Burnett made more headlines when he criticized the Federation of Gay Games decision to revoke Montreal's 2006 Gay Games after the FGG's acrimonious split with Montreal organizers. "If the Gay Games are the Uganda of the sports world, then the FGG is Idi Amin," Burnett wrote.

Burnett also riled many Canadians when he critiqued the medals of Vancouver's 2010 Winter Olympics. "The gold and bronze medals look like melted chocolate someone pulled out of their back pocket," Burnett told the Associated Press. "The silver medal looks like it still has foil wrap on it."

== Cultural impact ==
Burnett was named one of Alberta-based Outlooks magazine's Canadian Heroes of the Year in their June 2009 issue, and was listed by Quebec's French-language gay publication Fugues as one of that province's 100 most influential gay Quebecers. "As Michael Musto is to New York City, Richard Burnett is to Montreal," The Montreal Buzz stated in April 2010.

Throughout his career, Burnett has been known as a prominent figure in Montreal's nightlife scene.

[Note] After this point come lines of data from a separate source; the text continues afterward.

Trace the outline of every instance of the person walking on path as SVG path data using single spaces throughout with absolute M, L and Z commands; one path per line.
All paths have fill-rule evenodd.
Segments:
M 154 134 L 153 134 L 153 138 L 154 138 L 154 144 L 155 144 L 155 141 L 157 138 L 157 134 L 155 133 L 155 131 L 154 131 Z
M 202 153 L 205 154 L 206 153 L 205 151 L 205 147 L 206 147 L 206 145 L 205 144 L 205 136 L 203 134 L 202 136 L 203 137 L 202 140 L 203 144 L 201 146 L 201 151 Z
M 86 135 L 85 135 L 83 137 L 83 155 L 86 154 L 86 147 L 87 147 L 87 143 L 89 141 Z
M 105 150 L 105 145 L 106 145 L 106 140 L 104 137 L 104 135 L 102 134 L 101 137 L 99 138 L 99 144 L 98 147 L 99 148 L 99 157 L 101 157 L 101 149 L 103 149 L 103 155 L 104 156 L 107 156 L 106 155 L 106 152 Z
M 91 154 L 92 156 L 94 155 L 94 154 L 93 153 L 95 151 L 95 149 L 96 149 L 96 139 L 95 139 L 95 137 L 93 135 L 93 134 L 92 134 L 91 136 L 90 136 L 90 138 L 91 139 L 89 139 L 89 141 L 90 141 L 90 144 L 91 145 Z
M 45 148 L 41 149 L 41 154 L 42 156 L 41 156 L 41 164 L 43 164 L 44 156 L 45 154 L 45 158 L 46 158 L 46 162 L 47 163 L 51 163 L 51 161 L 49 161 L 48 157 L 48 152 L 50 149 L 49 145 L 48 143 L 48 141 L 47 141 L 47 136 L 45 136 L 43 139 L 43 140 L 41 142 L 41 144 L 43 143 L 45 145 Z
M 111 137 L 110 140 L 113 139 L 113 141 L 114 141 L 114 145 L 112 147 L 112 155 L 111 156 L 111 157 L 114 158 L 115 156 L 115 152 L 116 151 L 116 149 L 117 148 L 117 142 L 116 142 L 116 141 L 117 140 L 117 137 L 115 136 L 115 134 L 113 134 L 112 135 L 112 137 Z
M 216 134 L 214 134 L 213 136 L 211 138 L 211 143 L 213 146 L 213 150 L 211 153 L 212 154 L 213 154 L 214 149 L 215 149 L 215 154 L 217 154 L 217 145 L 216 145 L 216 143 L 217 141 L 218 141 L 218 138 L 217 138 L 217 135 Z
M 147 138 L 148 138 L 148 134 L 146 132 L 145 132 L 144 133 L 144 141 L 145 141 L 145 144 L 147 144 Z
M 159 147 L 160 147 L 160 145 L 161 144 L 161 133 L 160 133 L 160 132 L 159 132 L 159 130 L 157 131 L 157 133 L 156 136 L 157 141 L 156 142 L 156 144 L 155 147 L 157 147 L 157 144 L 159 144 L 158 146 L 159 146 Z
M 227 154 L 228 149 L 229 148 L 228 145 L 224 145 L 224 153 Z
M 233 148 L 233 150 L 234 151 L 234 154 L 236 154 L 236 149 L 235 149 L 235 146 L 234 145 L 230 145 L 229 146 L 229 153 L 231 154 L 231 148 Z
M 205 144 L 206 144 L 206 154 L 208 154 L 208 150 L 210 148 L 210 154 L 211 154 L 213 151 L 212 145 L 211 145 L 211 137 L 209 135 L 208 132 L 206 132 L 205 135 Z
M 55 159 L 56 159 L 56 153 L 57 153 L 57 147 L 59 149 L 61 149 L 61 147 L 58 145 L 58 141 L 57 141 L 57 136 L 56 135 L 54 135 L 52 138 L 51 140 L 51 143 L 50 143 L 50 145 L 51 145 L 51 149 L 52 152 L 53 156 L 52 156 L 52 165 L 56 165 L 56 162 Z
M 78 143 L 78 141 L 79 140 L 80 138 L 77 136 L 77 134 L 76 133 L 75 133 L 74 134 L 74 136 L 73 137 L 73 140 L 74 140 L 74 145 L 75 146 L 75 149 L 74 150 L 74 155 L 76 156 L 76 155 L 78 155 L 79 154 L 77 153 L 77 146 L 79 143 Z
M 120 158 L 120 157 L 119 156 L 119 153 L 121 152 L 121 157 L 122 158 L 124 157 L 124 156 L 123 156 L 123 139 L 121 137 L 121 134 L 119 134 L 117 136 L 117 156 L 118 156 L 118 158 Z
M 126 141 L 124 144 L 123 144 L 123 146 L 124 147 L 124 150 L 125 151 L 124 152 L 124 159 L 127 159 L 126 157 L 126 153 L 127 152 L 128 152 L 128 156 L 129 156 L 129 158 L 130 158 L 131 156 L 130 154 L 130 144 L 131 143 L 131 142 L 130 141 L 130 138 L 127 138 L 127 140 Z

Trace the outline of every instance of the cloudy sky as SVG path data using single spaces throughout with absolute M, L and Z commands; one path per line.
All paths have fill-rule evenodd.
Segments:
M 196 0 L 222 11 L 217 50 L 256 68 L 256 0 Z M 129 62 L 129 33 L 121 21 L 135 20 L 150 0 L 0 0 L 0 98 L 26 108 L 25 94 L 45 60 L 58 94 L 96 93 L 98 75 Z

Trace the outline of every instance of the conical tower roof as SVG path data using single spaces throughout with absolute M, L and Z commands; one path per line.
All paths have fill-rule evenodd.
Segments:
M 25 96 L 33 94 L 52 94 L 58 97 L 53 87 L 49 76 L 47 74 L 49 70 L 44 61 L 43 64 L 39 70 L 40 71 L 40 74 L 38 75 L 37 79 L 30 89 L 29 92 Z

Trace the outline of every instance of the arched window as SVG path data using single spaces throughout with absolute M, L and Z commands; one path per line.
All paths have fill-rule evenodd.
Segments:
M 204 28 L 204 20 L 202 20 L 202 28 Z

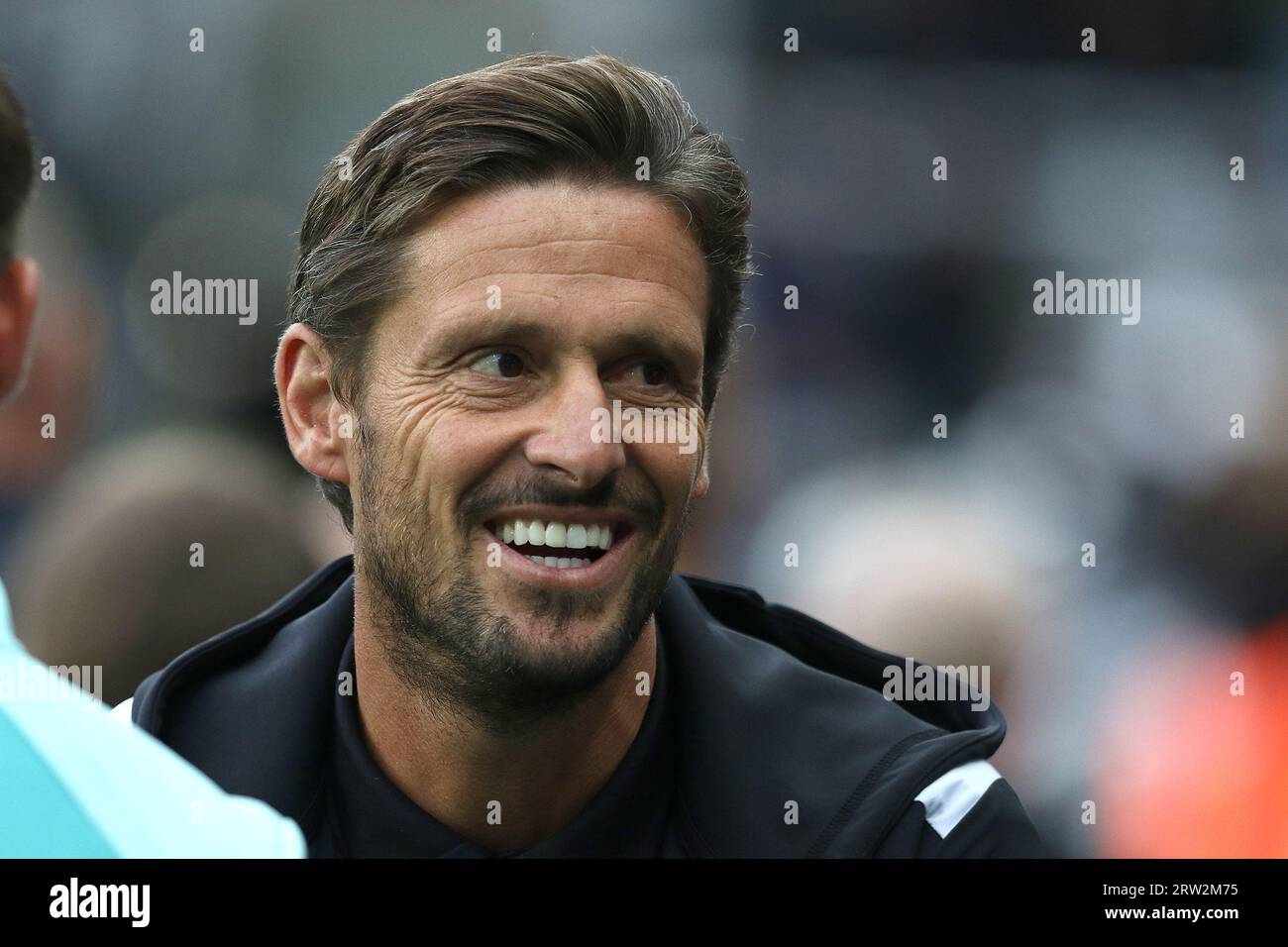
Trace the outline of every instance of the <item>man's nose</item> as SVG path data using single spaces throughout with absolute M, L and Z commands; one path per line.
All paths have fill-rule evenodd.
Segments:
M 589 488 L 626 465 L 625 447 L 601 437 L 604 430 L 612 433 L 611 420 L 600 420 L 605 414 L 612 419 L 612 405 L 594 367 L 568 372 L 541 399 L 540 410 L 540 429 L 524 451 L 533 466 L 558 469 L 571 486 Z

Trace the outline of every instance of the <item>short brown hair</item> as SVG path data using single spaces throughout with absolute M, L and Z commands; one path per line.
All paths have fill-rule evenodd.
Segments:
M 0 72 L 0 263 L 13 256 L 18 214 L 36 178 L 27 113 Z
M 648 158 L 645 180 L 638 160 Z M 300 227 L 289 321 L 309 325 L 357 403 L 368 330 L 403 289 L 408 238 L 450 201 L 567 179 L 634 186 L 676 207 L 707 262 L 703 408 L 715 402 L 755 269 L 747 179 L 667 79 L 607 55 L 537 53 L 444 79 L 392 106 L 327 169 Z M 353 528 L 344 484 L 322 492 Z

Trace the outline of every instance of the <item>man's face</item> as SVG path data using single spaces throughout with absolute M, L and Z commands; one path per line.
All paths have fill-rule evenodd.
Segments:
M 365 370 L 358 568 L 404 676 L 553 709 L 630 651 L 706 491 L 705 420 L 696 451 L 592 435 L 613 401 L 701 417 L 702 253 L 657 198 L 563 183 L 462 198 L 412 249 Z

In 2017, CBC Arts wrote that "If you live in Montreal and you go out at night, you know Richard "Bugs" Burnett. Perhaps that's an understatement. If you live in Montreal and go outside, you know Burnett. Existentially speaking, if Richard Burnett does not attend your event, it might be said that your event never happened."

== Influences ==
Burnett cites the late Montreal newspaperman Nick Auf der Maur and The New York Times bestselling author Felice Picano as his two mentors.